C'est l'un de ses deux inconvénients : quand on est habitué à utiliser la programmation, certains aspects de R semblent absurdes. Second inconvénient, si on utilise R en dehors des boites à outils déjà faites pour nous, il devient très, très lent ! Il permet par contre de faire de jolies graphiques très rapidement (généralement ceux présents dans les publications scientifiques sont créés sous R, parfois un peu retouchés à la main par la suite).
Conclusion
Je vous ai présenté les différents langages dans un ordre précis. Du langage le plus bas niveau vers le plus haut niveau (Perl et Python sont à égalité de ce côté-là). D'une manière générale, plus un langage est « bas niveau » plus il faut se rapprocher du langage de l'ordinateur (le binaire), mais de manière lisible pour un être humain tout de même. Au contraire, plus le langage est « haut niveau » plus il se rapproche du langage humain.

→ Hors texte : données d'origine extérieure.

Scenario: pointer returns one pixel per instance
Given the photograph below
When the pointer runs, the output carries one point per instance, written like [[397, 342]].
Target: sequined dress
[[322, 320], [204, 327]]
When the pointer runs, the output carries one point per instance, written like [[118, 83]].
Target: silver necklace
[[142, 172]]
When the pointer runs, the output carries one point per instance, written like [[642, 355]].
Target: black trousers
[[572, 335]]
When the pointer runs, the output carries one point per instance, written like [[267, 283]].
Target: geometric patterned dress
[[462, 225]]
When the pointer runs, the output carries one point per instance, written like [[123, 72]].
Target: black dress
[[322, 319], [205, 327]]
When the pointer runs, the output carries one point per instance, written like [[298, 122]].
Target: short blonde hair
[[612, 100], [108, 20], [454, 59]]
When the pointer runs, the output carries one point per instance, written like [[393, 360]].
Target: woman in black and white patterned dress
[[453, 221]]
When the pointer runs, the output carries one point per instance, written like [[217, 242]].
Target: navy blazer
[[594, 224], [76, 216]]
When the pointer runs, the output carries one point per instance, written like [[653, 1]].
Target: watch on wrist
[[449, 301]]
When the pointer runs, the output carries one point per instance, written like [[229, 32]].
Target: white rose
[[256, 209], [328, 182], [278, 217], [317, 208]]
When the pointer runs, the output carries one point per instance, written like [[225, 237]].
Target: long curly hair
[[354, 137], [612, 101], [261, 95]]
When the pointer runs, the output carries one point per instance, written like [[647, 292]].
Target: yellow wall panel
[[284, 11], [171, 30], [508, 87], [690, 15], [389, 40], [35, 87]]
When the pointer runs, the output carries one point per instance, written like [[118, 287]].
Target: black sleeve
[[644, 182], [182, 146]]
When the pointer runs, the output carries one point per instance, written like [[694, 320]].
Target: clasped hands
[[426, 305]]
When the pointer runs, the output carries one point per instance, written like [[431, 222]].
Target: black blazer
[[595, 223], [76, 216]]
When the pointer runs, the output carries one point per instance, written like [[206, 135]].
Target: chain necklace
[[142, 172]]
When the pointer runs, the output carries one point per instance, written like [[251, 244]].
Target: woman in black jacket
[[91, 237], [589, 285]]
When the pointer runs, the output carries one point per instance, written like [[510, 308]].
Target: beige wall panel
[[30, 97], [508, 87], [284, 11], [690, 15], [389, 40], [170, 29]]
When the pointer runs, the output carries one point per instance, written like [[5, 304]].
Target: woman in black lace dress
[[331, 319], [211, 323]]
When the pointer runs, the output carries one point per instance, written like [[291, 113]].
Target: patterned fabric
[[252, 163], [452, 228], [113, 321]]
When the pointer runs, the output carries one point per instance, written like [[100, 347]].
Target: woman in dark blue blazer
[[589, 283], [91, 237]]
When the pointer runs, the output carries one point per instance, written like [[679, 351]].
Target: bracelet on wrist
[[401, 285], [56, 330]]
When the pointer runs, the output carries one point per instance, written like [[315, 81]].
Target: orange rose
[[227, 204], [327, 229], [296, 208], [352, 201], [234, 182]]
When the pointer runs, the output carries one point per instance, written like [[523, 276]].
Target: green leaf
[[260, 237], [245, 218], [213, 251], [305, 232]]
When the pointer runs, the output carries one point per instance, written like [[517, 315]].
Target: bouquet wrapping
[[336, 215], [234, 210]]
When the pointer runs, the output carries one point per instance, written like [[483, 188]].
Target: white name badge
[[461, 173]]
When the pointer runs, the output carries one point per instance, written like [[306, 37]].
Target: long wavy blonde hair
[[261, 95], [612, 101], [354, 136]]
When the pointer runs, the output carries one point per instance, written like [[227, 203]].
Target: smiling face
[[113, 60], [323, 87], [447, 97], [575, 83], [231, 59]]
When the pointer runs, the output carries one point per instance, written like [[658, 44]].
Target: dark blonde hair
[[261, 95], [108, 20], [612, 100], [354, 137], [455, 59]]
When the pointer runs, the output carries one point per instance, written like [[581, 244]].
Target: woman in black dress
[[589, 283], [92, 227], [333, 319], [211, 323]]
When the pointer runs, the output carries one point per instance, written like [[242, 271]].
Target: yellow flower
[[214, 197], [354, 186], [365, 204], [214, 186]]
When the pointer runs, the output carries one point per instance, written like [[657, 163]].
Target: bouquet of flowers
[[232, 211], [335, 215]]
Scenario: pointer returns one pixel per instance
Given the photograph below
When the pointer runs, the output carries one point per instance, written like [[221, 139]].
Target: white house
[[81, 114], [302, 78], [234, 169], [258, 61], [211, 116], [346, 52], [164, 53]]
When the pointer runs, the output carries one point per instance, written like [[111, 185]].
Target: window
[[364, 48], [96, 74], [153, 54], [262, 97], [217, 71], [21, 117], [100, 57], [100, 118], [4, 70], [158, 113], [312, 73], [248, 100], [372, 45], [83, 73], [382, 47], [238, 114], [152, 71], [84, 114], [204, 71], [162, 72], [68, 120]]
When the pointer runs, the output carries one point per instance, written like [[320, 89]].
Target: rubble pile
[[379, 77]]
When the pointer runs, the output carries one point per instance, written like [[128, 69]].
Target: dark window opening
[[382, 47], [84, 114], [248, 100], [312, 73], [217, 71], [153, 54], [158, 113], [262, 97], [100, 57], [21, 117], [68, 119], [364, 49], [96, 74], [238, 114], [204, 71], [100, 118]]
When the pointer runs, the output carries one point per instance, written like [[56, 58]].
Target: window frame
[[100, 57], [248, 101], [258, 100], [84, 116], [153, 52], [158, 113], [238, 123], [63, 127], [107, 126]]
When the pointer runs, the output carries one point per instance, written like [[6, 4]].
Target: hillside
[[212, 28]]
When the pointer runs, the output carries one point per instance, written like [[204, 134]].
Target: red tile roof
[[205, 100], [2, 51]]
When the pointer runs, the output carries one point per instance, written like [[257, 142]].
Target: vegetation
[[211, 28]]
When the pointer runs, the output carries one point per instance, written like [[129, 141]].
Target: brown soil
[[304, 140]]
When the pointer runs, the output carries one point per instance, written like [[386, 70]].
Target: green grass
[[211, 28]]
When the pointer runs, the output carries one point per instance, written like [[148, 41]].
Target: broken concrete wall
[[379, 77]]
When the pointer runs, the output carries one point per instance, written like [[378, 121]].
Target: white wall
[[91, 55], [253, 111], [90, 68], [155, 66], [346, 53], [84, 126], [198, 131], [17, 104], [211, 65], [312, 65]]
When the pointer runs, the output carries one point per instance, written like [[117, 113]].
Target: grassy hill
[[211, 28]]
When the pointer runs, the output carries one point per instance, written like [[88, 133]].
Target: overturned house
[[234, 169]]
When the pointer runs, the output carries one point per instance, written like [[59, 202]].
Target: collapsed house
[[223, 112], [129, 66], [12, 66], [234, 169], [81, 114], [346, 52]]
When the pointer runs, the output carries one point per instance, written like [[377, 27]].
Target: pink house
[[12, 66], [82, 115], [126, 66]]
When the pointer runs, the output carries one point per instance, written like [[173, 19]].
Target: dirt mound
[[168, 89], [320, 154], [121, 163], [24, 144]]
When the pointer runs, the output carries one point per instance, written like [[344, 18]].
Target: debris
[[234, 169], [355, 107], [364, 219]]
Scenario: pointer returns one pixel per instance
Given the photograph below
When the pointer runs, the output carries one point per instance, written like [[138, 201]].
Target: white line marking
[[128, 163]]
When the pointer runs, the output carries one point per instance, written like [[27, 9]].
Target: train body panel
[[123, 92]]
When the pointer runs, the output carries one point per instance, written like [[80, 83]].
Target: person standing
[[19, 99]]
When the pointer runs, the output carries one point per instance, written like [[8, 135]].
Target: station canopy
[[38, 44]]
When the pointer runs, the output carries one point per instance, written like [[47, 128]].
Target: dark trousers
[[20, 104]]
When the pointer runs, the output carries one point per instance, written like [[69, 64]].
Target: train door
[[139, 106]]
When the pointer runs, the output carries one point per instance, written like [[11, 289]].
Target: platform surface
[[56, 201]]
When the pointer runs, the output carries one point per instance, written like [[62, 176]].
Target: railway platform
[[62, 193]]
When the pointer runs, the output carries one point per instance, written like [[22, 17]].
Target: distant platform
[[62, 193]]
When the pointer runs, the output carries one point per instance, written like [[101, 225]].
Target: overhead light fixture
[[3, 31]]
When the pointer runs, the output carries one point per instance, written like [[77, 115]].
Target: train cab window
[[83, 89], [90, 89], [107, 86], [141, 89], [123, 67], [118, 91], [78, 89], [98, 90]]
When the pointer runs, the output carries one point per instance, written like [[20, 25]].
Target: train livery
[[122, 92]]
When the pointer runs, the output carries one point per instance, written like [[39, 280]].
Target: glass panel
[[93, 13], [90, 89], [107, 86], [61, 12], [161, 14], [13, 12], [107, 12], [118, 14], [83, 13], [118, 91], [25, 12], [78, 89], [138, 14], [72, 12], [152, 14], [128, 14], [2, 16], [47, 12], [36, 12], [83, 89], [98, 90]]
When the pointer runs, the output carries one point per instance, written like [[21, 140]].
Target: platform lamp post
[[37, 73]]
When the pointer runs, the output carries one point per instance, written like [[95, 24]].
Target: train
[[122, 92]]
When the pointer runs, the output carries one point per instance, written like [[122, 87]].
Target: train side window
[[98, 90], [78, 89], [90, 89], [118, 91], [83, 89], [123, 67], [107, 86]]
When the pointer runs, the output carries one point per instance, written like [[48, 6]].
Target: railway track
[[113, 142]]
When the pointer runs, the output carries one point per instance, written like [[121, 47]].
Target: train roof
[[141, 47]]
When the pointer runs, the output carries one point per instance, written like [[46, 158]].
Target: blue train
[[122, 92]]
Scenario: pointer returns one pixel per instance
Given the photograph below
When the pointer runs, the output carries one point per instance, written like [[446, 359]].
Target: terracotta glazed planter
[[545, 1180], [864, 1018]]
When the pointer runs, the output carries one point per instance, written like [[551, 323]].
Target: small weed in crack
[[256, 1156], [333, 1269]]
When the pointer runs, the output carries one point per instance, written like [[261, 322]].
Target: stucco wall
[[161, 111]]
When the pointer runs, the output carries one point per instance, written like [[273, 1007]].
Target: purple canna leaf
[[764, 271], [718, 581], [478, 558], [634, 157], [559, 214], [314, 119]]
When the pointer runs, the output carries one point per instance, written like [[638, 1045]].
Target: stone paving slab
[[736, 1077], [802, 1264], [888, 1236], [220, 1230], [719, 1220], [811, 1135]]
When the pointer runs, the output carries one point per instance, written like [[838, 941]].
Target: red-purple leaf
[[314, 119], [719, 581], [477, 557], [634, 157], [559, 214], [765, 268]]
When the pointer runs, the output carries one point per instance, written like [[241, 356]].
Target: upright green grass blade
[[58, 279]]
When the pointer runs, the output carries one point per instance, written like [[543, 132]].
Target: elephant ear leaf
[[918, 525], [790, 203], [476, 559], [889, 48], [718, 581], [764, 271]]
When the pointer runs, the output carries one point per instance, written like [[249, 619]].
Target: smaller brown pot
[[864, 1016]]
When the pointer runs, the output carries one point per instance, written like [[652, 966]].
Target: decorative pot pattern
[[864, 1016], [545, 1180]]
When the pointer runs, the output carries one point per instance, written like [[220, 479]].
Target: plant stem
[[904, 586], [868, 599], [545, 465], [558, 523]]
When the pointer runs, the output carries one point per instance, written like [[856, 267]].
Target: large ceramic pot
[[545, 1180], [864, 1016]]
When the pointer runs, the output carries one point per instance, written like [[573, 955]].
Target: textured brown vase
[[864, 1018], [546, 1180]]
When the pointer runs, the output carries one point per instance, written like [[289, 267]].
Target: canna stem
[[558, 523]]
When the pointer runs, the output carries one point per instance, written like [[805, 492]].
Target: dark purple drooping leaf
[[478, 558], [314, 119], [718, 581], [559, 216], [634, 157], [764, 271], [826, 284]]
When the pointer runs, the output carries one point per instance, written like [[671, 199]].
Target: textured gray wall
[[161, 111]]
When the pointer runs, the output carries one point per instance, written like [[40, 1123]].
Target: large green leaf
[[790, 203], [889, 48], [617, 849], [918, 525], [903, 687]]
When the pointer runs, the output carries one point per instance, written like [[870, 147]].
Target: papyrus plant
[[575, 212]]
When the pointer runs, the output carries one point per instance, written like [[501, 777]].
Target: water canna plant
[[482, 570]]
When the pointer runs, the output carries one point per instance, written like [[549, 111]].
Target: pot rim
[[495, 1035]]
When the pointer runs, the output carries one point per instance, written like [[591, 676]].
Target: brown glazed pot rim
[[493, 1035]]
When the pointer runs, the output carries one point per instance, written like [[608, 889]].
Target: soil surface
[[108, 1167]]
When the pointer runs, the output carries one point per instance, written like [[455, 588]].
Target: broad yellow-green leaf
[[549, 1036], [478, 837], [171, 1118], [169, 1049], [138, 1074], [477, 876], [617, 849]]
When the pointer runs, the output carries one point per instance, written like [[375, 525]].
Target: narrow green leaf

Un langage de bas niveau sera donc plus complexe à comprendre et à réaliser, mais sera plus rapide, car plus proche de la machine. Au contraire, un langage de haut niveau sera plus facilement compréhensible et plus souple, mais aura besoin d'un interpréteur pour que l'ordinateur comprenne, ce qui prend plus de temps.
Voilà pour les 5 principaux langages de programmation utilisés par les informaticiens et donc les bioinformaticiens. Il en existe bien d'autres (Fortran, Ruby, Bash, C++, etc.) mais je ne vais pas tous les détailler, chacun ayant ses qualités et défauts. L'essentiel est de savoir lequel utiliser en fonction de ses besoins, de ses préférences et de ses habitudes.
Encore un détail : les langages ne sont pas coupés les uns des autres. Il est ainsi tout à fait possible d'utiliser du Python pour lire un fichier dont le contenu sera envoyé à un programme en C et dont les résultats seront affichés sur une page web grâce à du Perl. Une fois plusieurs langages maîtrisés, il suffit de bien savoir les combiner. Des langages intermédiaires permettant de profiter au maximum des avantages de chaque langage existent aussi tels Jython, Cython ou encore Pyrex.
Pour ceux qui souhaiteraient plus de détails, un comparatif des performances des langages présentés est disponible. Enfin, vous pouvez trouver d'autres informations (en anglais) dans ce papier expliquant les différentes figures.